Some of Carver’s most interesting, plant-based innovations included diesel fuel, axle grease, hand cleaner, stains and paints, gasoline, glue, insecticide, linoleum, printer’s ink, plastics, laundry soap, medicines and more.
Service measures success
During World War I, Carver worked with the U.S. Department of Agriculture (USDA) as a consultant on food and nutrition. Carver had risen to fame nationwide by the 1920s and 1930s, thanks to his agricultural pursuits. By the early 1940s, Carver was working with Henry Ford, founder of Ford Motor Company, who supported the production of ethanol as an alternative fuel and showcased a car with a lightweight plastic body made from soybeans.
Carver remained at Tuskegee until his death in 1943. Landmarks across the nation have been named in honor of Carver, including the George Washington Carver Center on the U.S. Department of Agriculture campus in Beltsville, Maryland. In Iowa, Carver’s legacy is celebrated at Iowa State University, where Carver Hall was named in his honor.
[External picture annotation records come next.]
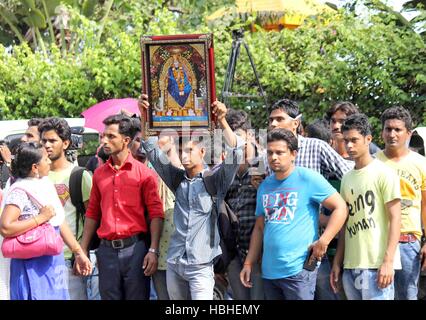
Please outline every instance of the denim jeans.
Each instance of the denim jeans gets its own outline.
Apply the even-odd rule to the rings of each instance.
[[[380,289],[377,273],[377,269],[345,269],[342,282],[348,300],[393,300],[393,282]]]
[[[149,300],[150,278],[142,269],[145,241],[122,249],[100,244],[96,250],[102,300]]]
[[[101,294],[99,293],[99,270],[95,250],[90,250],[89,258],[92,262],[93,270],[92,273],[86,277],[87,299],[101,300]]]
[[[253,287],[246,288],[240,280],[240,272],[243,268],[241,258],[236,256],[228,266],[228,280],[232,289],[232,298],[234,300],[265,300],[263,290],[262,272],[259,264],[253,264],[250,280]]]
[[[317,273],[302,269],[288,278],[263,279],[266,300],[314,300]]]
[[[318,269],[315,300],[340,300],[339,296],[333,292],[333,289],[331,289],[330,273],[330,260],[327,255],[324,255]]]
[[[213,264],[167,263],[167,291],[170,300],[213,300]]]
[[[65,260],[65,266],[68,269],[68,293],[70,300],[87,300],[86,279],[83,276],[74,275],[71,260]]]
[[[402,270],[395,270],[395,300],[417,300],[420,242],[400,242]]]

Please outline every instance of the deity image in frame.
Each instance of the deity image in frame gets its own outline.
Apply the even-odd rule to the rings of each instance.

Through the George Washington Carver (GWC) Scholarship program, the university awards 100 scholarships in the amount of tuition to multicultural, first-year students coming to college directly out of high school.
All these tributes honor Carver, who devoted his life to education, research and community service to help others. “It is not the style of clothes one wears, neither the kind of automobile one drives, nor the amount of money one has in the bank, that counts,” Carver wrote. “These mean nothing. It is simply service that measures success.”